Firewood is a great SHTF fuel source. You can use it for heating and cooking, and for many people, it’s a local, renewable fuel. If you have a bit of land and you’re not afraid of a little physical labor, all you need is a chainsaw (or axe if need be), splitting maul and a wedge. It’s the physical labor that scares many people off. Even if you have it cut, split and delivered, as I do, you have to stack and move it, load and clean the stove, etc. It’s not as easy as just turning up the thermostat with natural gas or home heating oil. Of course, there’s a difference in the quality of heat. Wood heat feels more … penetrating.
Firewood’s value, like any fuel, will skyrocket in a SHTF situation. Everyone will look at wood for fuel and market value. If you’re in the firewood market now or post-SHTF, you’ll want to make sure you don’t get ripped off. Here is how.
Firewood is sold by the cord. A cord is 128 cubic feet. Most people visualize a cord of wood as a stacked pile 4′ high, 4′ wide and 8′ long (4 x 4 x 8 = 128).
That is the way a cord of wood is typically sold. You cut the tree into 4′ lengths and cut those lengths twice, making 3 sticks of wood 16″ long. The wood has to be neatly stacked to be sold as a cord, no room for excess space.
People that don’t need or can’t afford a full cord, may buy what’s called a face cord. A face cord is just what it sounds like, look at the face of cord of wood in the pic above. A face cord is a stack of 16″ sticks stacked 4′ high and 8′ wide.
This sounds straightforward, but not always. People get shortchanged often. Here in Maine, the most heavily forested state in the nation, wood is a popular heat source. Firewood is a big market here. Many times in the fall or winter you’ll read about Maine’s Attorney General’s Office educating consumers and prosecuting the loggers that shortchange them.
Dealers may advertise and price firewood by the “truckload” or “pile” or what have you, but they’re not supposed to according to Maine law. They can sell firewood by the cord and by the loose thrown cord. A loose thrown cord is just as it sounds, firewood tossed into a pile or container. Firewood tossed into a 4′ x 4′ x 8′ bin is not a cord, because when it’s stacked, the size goes down. A loose thrown cord should consume around 180 cubic feet of space and once stacked, be somewhere around 128 cubic feet (according to Maine law) for 12-16″ sticks. Sticks sold in 2′ lengths and sold as loose thrown should consumer around 195 cubic feet.

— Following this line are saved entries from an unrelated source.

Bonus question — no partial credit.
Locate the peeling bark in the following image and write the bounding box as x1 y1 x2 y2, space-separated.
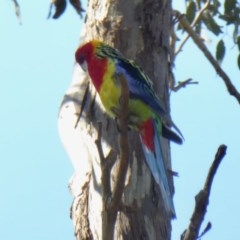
58 0 174 239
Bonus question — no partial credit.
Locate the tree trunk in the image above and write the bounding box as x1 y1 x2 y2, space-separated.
58 0 174 239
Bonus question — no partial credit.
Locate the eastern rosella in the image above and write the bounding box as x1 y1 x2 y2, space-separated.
75 40 183 217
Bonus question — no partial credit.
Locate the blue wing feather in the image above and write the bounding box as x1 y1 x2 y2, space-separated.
115 60 167 116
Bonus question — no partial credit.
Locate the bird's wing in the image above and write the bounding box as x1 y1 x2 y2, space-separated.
115 59 167 115
115 59 184 140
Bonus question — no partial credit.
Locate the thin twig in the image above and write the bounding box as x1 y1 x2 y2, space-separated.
176 13 240 104
170 2 209 91
183 145 227 240
174 0 210 56
171 78 198 92
95 122 105 163
12 0 22 24
75 82 90 128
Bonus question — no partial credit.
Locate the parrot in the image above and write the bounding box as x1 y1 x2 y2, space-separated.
75 40 183 217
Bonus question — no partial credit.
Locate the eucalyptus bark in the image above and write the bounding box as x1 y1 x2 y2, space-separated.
58 0 174 239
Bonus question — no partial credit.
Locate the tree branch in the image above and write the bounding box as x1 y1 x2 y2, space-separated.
203 145 227 194
95 73 129 240
174 0 210 57
175 12 240 104
183 145 227 240
96 123 117 240
171 78 198 92
110 73 130 210
170 2 209 91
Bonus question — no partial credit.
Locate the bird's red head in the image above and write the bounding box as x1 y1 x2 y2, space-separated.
75 40 103 70
75 40 107 91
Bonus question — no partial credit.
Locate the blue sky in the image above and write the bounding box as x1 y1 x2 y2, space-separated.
172 2 240 239
0 1 239 240
0 1 81 239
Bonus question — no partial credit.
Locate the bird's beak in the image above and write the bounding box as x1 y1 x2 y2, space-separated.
80 60 88 72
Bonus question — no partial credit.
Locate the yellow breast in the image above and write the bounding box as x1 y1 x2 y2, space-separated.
98 60 121 116
98 59 153 127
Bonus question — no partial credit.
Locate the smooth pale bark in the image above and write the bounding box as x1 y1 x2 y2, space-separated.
58 0 174 239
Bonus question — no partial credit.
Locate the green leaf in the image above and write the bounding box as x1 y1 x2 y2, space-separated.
47 0 67 19
233 26 239 43
69 0 85 18
237 36 240 50
224 0 236 14
209 0 221 16
202 12 222 35
216 40 225 63
238 54 240 70
186 0 196 24
220 3 240 25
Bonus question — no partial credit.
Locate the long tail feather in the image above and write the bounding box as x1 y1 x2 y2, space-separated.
140 119 176 217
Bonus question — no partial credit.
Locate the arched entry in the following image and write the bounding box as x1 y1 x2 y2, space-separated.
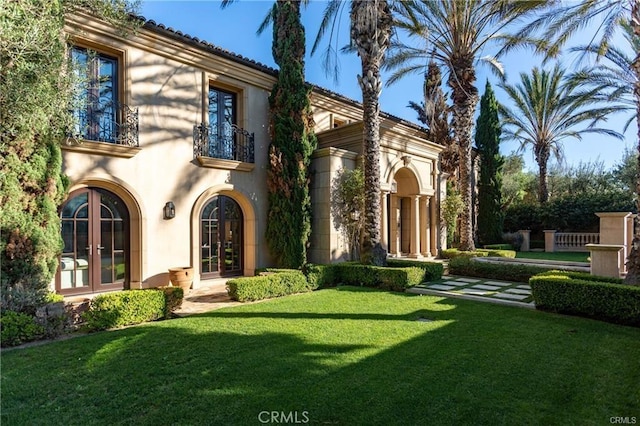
57 188 129 295
200 195 243 277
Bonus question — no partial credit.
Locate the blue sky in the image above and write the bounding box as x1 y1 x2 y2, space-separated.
139 0 636 172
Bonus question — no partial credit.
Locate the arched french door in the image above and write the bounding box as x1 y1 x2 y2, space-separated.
57 188 129 295
200 195 243 277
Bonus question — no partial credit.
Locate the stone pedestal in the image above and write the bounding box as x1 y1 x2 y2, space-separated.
544 230 556 253
518 230 530 252
596 212 634 272
586 244 624 278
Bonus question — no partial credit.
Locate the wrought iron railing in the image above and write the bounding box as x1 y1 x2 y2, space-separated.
193 123 255 163
69 98 139 146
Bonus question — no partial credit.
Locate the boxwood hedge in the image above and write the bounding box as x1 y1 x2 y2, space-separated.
82 290 166 331
530 271 640 327
227 271 310 302
448 256 555 283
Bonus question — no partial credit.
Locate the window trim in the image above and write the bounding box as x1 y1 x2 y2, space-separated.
65 39 138 155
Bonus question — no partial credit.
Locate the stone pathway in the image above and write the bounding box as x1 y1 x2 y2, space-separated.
407 275 535 309
173 279 242 316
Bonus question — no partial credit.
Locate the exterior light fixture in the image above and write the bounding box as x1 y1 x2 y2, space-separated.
163 201 175 220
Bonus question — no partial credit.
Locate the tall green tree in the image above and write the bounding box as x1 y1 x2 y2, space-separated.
408 60 457 183
388 0 547 251
312 0 392 265
499 65 624 203
475 81 504 246
518 0 640 283
0 0 137 312
264 0 317 268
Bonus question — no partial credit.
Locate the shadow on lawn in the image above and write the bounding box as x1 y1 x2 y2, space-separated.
2 292 639 426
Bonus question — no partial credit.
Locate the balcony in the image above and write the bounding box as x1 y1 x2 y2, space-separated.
63 98 140 158
193 123 255 171
69 98 139 146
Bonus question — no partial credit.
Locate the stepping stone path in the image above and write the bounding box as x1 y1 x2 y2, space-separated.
409 275 535 307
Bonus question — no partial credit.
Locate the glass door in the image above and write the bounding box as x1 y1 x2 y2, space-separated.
201 196 243 277
58 188 128 295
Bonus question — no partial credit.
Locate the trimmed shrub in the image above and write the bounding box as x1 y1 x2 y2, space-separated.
1 311 45 347
386 259 443 282
483 244 514 250
227 271 309 302
448 256 556 283
534 270 623 285
477 249 516 258
303 264 336 289
530 272 640 327
442 248 515 259
255 268 299 275
157 286 184 318
83 290 166 331
332 263 425 291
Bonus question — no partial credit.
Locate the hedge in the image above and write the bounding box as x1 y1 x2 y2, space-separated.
530 272 640 327
448 256 556 283
442 248 516 259
227 271 310 302
157 286 184 318
0 311 45 347
330 263 425 291
483 244 514 250
82 290 166 331
386 259 443 281
303 264 336 289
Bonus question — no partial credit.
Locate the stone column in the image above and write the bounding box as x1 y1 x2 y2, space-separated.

When I buy firewood in the spring it comes loose thrown in 16″ lengths. I build a stack as long as I can beside my driveway then I calculate the cubic feet to make sure I wasn’t shortchanged. Well, I did that the first few times I used my firewood dealer. I don’t check it anymore, it looks about right and I trust him now.
- Ranger Man
BTW: In a TEOTWAWKI situation, many places in the United States could have firewood markets like those in Africa, where firewood is rare and so valuable that scrap brush and trees are gathered to be sold in street markets.